We don't live in the same world we did 50 years ago. For one thing, there's a lot more people. The differences between cultures and opinions are more in-your-face, and not going away. The bliss of ethnocentricity has become more difficult to hold onto.
      Conservative tendencies that fail to recognize our faults, or try to correct them, have led to deepening trouble in the world. Liberal tendencies to wrestle only with our faults neglects our virtues and allows them to decay. Those in the middle feel trapped, watching a ping-pong tournament of accusations, a bitter debate between two extremes that paint each other as evil. Each extreme gains a temporary ascendancy, only to lose it through completely off-the-mark initiatives, and political one-upmanship. Nothing good comes out of this. All it does is to further divide us.
      It doesn't have to be this way.
      We cannot seriously claim to be a patriot or caring person if we reject huge portions of our own citizenry. The nation we then support is not the United States of America, but some fictitious facsimile where every American citizen who disagrees with us just doesn't count. When we partition one segment of our population due to racial, religious or sexual reasons, we are slicing off part of our actual nation. When we define them according to our own prejudice, we slander the reality of who we are as an actual totality. When we prohibit rights to any minority because a vocal majority says we can, we cripple the ideals of freedom that we stand for.
      Extremism, whether its political or religious, declares an ideological war on all those Americans who disagree with it. Should we engage in war with our own people? Such a war cannot be viewed as patriotic. It is the troublesome error of believing that one perspective has all the answers, or one group encompasses all the virtues, or another is wrong by its very identity. How many times does history have to prove this wrong?
      Where is the open-mindedness of the American people? It's out there, possibly in your living-room-but why so quiet? Do we fear the bellicosity of the right, that would destroy the world we live in for the sake of maximizing profit? Or is it the vicious diatribes of the left, whose social engineering threatens to rob people of their souls?
      The world is shrinking too quickly for all this mindless prattle. The problems are too serious; too many people hurting or being killed for the mainstay of the American population to remain silent. We are too rich and powerful a nation for that.
      The voices of extremism may be loud (so loud that they may hear no one but themselves), but the truth is that they are the minorities who have more power than they deserve. They never speak for the majority, much less the totality, of our good people. When they try, it is usually for strategic positioning, that never sounds authentic.

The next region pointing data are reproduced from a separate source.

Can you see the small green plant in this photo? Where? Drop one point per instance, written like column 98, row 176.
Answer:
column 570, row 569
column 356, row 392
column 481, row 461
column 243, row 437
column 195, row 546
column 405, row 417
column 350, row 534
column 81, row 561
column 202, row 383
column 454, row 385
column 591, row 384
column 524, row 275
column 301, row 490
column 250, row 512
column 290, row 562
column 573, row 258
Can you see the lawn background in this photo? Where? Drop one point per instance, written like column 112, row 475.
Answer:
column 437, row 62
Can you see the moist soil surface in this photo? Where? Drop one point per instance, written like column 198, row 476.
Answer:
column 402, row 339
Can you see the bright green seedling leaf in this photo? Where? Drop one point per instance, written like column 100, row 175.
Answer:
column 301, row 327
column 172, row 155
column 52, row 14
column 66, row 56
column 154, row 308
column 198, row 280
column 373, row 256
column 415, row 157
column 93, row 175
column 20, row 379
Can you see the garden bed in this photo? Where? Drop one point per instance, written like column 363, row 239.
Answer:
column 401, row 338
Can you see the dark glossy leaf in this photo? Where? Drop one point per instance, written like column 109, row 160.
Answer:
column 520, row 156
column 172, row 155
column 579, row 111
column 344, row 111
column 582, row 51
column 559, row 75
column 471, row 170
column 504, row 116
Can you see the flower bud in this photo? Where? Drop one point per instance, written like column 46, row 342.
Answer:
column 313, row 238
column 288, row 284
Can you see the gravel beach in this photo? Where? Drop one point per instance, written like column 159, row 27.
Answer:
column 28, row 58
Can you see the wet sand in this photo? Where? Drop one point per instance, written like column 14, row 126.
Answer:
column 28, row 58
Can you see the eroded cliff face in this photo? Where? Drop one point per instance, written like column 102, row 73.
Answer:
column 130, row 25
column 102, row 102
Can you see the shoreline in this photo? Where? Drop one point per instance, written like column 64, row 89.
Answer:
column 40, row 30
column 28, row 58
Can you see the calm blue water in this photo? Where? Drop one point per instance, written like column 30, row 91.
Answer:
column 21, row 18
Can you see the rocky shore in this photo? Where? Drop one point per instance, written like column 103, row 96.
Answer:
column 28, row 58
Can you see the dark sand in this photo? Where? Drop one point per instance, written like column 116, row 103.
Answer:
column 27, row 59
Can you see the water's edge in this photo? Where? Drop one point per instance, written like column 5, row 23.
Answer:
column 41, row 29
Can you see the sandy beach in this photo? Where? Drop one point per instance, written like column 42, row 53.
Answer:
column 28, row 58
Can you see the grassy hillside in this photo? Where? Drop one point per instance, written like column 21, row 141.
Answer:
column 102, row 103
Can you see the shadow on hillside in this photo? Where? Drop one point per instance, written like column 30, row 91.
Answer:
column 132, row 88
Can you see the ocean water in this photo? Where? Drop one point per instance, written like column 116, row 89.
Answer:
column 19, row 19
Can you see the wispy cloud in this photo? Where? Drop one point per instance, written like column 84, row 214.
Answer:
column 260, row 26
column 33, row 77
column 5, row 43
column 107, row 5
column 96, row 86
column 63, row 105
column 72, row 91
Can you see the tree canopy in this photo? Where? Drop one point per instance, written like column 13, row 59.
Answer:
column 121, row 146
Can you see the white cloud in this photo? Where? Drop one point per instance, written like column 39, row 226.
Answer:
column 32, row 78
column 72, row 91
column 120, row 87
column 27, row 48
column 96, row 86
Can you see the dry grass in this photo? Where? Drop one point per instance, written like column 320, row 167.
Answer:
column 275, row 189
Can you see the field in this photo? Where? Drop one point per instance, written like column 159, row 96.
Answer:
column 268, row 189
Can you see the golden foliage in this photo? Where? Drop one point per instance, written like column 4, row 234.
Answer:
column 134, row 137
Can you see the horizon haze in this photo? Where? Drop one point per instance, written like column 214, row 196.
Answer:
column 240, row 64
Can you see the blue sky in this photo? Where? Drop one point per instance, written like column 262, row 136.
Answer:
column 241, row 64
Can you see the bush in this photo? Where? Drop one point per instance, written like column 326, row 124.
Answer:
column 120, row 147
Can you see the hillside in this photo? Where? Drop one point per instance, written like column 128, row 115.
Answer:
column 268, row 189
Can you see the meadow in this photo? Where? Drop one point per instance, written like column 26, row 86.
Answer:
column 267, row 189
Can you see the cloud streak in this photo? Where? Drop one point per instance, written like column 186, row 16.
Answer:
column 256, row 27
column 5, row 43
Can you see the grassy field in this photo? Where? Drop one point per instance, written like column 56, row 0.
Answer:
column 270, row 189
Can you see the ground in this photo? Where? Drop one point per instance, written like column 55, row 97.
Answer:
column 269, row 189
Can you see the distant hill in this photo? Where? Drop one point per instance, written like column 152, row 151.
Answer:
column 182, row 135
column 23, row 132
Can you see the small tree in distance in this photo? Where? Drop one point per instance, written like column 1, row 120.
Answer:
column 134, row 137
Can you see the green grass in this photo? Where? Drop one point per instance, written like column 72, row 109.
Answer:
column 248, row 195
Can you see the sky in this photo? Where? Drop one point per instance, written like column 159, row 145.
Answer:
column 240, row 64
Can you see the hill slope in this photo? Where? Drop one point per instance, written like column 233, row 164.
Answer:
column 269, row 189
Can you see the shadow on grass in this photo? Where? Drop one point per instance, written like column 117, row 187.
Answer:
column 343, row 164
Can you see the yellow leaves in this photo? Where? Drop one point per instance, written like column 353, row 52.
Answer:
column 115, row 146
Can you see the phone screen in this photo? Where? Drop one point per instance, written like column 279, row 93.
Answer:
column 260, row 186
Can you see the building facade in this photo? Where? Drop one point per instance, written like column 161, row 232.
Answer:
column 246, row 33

      What we need, now more than ever, is the inspiration of our own basic, American ideals-freedom, human rights, compassion for others, love for our own people, tolerance, respect for other cultures, and a true, Christ-like aversion of forcing our will on others. We need to let go of the idea that we know better than everyone else; that might makes right; and that by denying the pursuit of happiness for some people, or imposing our religious beliefs on others, we somehow protect who we are and make things better. Such ideas degrade all that America stands for.
     
There are too many people in the world to impose the extreme views of either side on everyone. It can't be done, so let's get back to the work at hand. If we don't take life more seriously, sooner or later the results will eventually be catastrophic. Between global warming and the proliferation of terrorism and WMDs, it's time for the gamesmanship of poltics to end.